Learn to critically analyze modern energy technologies from engineering and socio-political perspectives, and gain the skills necessary to help the world meet rising energy demand while reducing carbon dioxide and other greenhouse gas emissions driving climate change.
About this archived course:
Climate change is an urgent global challenge demanding engineering solutions and large-scale, systems-oriented coordination. In Sustainable Energy, you’ll join thousands of global learners in examining conventional and renewable energy generation technologies, studying how they are deployed throughout the world, and evaluating their roles in the future energy landscape. Technologies include solar power, wind power, storage, nuclear power, hydropower, and bioenergy.

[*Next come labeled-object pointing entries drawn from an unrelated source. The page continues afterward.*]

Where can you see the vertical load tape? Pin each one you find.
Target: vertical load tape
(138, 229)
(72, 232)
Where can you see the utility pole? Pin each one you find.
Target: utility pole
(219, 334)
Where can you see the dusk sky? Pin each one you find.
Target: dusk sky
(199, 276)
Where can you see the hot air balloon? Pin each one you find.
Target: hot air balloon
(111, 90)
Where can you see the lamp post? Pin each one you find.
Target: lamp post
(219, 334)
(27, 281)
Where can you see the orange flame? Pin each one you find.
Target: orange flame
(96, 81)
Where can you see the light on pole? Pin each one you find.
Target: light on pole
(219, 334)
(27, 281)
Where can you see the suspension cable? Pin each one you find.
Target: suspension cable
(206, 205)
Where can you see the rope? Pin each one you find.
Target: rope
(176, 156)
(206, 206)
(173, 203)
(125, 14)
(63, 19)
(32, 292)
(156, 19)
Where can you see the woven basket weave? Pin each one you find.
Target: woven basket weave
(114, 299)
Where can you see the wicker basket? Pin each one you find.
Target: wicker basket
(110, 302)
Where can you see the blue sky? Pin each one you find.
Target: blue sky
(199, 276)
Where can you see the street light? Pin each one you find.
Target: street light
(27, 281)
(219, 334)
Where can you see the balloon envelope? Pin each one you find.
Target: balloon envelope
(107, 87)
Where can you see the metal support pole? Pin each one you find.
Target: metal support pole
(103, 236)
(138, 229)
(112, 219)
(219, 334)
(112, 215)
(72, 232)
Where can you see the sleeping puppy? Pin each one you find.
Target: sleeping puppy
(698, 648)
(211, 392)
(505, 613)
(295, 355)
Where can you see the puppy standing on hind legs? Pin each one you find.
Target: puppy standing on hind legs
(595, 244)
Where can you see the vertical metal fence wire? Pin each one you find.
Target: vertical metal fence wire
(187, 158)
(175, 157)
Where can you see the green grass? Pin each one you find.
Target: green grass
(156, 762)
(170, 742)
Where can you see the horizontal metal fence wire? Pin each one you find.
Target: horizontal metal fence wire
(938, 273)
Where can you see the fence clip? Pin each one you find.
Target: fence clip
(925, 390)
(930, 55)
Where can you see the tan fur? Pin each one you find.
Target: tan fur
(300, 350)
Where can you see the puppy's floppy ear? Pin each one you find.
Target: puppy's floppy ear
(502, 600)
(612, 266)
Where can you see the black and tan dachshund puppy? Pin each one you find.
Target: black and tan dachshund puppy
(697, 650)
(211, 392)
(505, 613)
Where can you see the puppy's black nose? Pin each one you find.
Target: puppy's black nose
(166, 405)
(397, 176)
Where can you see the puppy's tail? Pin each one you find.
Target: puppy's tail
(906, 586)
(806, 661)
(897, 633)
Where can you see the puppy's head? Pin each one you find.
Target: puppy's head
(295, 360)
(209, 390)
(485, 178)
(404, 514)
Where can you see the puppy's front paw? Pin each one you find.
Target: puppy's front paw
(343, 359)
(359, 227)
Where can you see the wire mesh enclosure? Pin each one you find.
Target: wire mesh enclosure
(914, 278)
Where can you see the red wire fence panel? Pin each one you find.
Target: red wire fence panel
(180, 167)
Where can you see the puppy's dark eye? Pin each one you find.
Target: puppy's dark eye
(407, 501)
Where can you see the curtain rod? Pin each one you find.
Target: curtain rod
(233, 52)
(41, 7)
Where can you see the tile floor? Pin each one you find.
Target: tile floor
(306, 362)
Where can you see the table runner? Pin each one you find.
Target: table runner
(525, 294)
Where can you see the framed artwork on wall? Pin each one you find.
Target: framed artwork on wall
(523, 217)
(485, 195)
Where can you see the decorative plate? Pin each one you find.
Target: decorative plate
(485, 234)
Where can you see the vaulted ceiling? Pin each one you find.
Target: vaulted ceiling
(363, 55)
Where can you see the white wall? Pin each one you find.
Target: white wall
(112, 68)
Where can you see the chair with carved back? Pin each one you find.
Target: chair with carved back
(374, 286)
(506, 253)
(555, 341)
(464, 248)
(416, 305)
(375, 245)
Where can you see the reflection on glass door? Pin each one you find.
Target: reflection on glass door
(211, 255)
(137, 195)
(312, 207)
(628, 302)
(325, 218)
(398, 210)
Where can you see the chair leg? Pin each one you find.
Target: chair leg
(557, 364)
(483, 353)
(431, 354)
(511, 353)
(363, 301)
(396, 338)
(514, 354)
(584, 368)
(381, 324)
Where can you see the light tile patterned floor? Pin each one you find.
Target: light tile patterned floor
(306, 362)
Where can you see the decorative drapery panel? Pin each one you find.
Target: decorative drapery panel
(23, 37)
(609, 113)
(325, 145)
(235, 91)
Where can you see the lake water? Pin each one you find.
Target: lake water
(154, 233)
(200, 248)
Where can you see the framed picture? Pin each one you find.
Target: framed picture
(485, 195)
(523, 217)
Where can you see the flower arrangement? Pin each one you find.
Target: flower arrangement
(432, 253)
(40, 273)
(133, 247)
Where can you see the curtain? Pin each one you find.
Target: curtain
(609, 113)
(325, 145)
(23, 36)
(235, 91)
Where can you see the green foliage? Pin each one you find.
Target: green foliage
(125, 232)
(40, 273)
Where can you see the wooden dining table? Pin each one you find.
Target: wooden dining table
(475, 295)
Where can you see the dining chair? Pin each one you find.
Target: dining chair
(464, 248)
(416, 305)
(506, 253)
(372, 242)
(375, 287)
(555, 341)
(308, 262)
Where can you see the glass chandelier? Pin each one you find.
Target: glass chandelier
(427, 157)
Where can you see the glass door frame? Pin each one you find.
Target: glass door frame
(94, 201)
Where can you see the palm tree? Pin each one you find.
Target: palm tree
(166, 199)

In addition to technological components, you’ll become familiar with the economic, political, and social dimensions of energy project planning. Professionals from diverse backgrounds must work together to determine pathways to decarbonization amidst scientific uncertainty and unique geopolitical challenges. You will be presented with advanced tools and strategies to explore pathways to decarbonization in specific contexts, and to build consensus among stakeholders.
The course is instructed by Michael Golay, Professor of Nuclear Science and Engineering at the Massachusetts Institute of Technology. Additional experts in various technologies will offer guest lectures, including:
Dr. Patrick Brown, National Renewable Energy Lab
Dr. Diane Rigos, MIT Energy Initiative
Dr. Alex Kalmikov, Lead Data Scientist, Aetna
Dr. Francis O' Sullivan, Orsted North America
Dr. Charles Forsberg, MIT Department of Nuclear Science and Engineering
Dr. Donald Sadoway, MIT Department of Materials Science and Engineering
Dr. Dennis Whyte, MIT Plasma Science and Fusion Center
Dr. Zach Hartwig, MIT Plasma Science and Fusion Center
Dr. Gregory Stephanopoulos, MIT Department of Chemical Engineering
Dr. Vrushank Phadnis, MIT Department of Mechanical Engineering
Dr. Jessika Trancik, MIT Institute for Data, Systems, and Society
This is the course as taught to MIT students remotely during Fall 2020 in response to the COVID-19 pandemic.